Suburbs / Rural Living

“THE ARCHITECTURE OF ISOLATION” transformed into the “Architecture of Connection”

~Village-to-Village Networks spring up in community after community

SOLUTION: Physically and Socially Isolating no more; Increased Inter-dependence, Decreased costs of aging in place


“Our Environments Presume Youth”

-Laura Cartensen PhD

Stanford Center on Longevity

~Tax credits for making homes accessible

~Visitability policy for all new construction

~Zoning laws accepting Accessory Dwelling units (granny flats) / Reward developers for building affordable housing near transit

~CAPABLE Program; Nurse + Occupational Therapist + Handyman = Visit seniors, take vital signs, home assessments, do repairs. This saves Healthcare dollars by investing in home repair up-front vs. Emergency Room visits later

SOLUTION: Accessibility increased and preserved housing stocks for future generations


Difficulty Accessing Resources; No longer a problem but an Opportunity

Turn “Care Deserts” into vibrant hubs serving the aging population

~Reshape Suburbia

~Convert dying strip-malls and shopping centers into places that are walk-able, mixed use housing, with goods and services that cater to urban/rural boomers

SOLUTION: Goods and services are now taken into these communities increasing access via these “aircraft carriers” that have been re-purposed


Lack of Basic Transportation Services; becomes an abundance of transportation options

Elders now have many choices: Uber (Uber+AARP), Lyft (Lyft Hero), Self-driving cars, Freedom-in-motion programs (like Gainsville FL), Silver Ride, National Volunteer Center data base

SOLUTION: Safer Streets for Everyone!


Lack of Quality Caregivers; becomes an abundance of caregiver Options

“Informal” Care and Crushing Support Ratios are aided by aging-in-place technology solutions

~Helathcare goes into the home: “The doctor will skype you now”

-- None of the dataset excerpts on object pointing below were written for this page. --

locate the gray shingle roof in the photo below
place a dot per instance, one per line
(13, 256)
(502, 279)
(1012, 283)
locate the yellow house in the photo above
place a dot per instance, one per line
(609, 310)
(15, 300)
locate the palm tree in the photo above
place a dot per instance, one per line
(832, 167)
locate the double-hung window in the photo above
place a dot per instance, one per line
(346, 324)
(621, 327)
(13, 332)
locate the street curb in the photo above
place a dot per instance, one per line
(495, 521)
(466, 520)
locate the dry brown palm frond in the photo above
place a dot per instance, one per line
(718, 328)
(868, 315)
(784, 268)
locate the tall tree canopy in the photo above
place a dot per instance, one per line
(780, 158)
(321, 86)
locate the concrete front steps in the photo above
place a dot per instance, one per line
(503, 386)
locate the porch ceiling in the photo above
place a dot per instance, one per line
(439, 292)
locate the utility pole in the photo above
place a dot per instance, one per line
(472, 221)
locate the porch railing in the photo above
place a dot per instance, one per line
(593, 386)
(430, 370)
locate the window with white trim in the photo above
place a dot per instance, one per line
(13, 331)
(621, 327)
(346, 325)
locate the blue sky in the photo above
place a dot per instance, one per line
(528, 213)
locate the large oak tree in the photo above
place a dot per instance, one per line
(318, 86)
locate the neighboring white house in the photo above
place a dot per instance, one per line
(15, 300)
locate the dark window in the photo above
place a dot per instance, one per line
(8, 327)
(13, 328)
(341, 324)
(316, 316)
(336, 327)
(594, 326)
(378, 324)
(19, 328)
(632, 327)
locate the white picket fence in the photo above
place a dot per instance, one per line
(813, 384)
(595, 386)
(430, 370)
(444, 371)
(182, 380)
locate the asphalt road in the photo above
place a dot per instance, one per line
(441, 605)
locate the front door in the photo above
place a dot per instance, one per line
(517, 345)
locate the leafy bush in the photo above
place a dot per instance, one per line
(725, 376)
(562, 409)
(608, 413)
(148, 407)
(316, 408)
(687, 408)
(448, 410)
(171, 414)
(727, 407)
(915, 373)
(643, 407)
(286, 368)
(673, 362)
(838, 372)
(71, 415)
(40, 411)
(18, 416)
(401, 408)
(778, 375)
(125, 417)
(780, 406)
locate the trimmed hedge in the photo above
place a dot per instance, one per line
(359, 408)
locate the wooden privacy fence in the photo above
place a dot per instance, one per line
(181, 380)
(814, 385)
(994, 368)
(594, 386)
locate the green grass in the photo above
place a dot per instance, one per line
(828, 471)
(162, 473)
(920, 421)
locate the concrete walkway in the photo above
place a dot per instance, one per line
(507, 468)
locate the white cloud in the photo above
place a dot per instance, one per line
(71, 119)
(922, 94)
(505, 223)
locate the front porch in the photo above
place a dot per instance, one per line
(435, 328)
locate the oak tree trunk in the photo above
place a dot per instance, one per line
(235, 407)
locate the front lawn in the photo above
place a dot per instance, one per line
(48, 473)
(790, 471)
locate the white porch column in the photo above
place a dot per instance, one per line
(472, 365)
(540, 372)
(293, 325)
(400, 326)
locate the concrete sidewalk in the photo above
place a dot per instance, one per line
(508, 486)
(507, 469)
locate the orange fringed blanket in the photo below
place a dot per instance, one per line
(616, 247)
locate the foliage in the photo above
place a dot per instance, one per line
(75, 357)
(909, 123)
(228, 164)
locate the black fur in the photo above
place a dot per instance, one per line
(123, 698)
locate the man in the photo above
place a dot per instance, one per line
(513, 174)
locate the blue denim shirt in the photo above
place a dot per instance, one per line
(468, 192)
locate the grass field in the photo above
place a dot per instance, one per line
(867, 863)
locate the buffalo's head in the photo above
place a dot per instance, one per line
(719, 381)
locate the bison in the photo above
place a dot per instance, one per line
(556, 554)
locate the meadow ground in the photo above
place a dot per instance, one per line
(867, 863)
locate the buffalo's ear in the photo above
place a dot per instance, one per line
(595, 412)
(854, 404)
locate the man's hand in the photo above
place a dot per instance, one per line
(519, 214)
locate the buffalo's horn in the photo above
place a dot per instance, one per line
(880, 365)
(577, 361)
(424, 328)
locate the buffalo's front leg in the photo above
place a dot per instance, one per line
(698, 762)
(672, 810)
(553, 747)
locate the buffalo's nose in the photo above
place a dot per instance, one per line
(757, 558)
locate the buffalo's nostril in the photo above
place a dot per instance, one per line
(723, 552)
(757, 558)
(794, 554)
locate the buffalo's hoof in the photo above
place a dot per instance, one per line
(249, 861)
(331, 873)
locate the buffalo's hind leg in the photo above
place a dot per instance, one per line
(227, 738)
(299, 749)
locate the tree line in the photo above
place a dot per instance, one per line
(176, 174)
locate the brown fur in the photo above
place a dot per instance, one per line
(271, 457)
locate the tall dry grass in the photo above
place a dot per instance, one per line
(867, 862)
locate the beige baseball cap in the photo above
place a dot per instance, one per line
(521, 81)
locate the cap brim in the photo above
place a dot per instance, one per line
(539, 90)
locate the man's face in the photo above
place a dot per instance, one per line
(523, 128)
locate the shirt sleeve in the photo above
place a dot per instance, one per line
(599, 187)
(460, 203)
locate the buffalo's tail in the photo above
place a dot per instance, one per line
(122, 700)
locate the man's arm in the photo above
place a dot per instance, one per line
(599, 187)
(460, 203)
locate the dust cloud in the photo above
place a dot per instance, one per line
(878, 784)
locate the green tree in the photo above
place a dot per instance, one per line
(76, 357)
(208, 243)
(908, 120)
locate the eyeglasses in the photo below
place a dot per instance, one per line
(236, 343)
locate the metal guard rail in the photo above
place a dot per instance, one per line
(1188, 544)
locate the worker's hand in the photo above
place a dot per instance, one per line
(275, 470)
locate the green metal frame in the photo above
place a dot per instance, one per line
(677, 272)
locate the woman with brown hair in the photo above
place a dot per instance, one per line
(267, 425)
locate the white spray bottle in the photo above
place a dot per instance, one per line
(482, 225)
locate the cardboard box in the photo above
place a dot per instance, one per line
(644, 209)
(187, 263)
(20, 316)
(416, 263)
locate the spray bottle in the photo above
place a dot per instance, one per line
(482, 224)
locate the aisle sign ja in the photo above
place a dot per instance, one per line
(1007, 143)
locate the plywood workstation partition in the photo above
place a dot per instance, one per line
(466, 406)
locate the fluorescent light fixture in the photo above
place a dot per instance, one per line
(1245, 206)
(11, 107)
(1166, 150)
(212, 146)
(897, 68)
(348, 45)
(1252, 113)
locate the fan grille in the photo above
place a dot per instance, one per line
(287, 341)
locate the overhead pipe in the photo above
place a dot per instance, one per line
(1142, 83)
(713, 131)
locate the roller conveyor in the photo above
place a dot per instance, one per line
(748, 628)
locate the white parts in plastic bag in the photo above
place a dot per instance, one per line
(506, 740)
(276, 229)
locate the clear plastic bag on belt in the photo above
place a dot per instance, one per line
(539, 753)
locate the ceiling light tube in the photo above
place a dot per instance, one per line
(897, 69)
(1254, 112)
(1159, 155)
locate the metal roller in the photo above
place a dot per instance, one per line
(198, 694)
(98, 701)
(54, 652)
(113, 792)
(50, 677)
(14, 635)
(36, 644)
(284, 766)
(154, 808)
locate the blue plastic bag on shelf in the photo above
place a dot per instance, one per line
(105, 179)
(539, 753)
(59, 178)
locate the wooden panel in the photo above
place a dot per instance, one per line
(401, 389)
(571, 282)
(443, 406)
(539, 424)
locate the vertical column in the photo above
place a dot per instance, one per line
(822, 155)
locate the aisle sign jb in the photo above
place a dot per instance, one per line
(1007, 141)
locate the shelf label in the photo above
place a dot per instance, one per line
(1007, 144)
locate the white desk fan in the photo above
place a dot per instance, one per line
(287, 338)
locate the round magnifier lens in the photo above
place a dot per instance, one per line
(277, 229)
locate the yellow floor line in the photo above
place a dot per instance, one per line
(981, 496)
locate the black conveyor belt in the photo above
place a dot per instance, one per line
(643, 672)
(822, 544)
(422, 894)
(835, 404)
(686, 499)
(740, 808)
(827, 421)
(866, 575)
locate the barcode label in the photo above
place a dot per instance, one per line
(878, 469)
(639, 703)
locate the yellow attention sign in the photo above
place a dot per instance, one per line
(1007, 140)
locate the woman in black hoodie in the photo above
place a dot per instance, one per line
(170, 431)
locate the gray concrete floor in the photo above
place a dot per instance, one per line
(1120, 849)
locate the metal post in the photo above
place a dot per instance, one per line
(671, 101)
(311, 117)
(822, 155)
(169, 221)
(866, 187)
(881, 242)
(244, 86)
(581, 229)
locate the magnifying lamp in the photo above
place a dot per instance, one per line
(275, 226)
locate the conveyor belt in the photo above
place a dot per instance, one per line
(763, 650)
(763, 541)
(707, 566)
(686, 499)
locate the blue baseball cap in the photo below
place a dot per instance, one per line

~Drone delivery of meds to far off places

~3D printing nutritious meals (and even medications)

~Workplaces that support Informal care giver employees; Flex time, compress work weeks, options for leave, train managers in family-friendly policies

SOLUTION: Supports caregivers, Keeps older adults home by choice, prevents unnecessary clinic visits,


Lack of Affordable Housing

Opportunity $Cost of Covering Housing; now can be invested in QOL issues

~Tax Credits to homeowners and landlords for increasing accessibility

~Doctors write prescriptions for “visitability and other UD home features and it’s covered by insurance

~Home-share programs


~Golden Girls Network

~Air bnb for over-housed Seniors

~Senior-Student home sharing

~ BUILDING THE FUTURE WITH “CONTOUR CRAFTING” 3D PRINTING (China construction co. has printed 10 complete housing units in 24/hrs at a cost of $5,000 each). They can also be custom designed with UD features!

SOLUTION: End to Elderly homelessness and Prolong aging in place


“Aged by Culture”

~Reject ageism like sexism and racism

SOLUTION: Inclusion

Designing communities with age-diversity in mind


We are at a choice point; DYSTOPIA OR GERNOTOPIA? If we choose wisely now…The future will be bright down the road.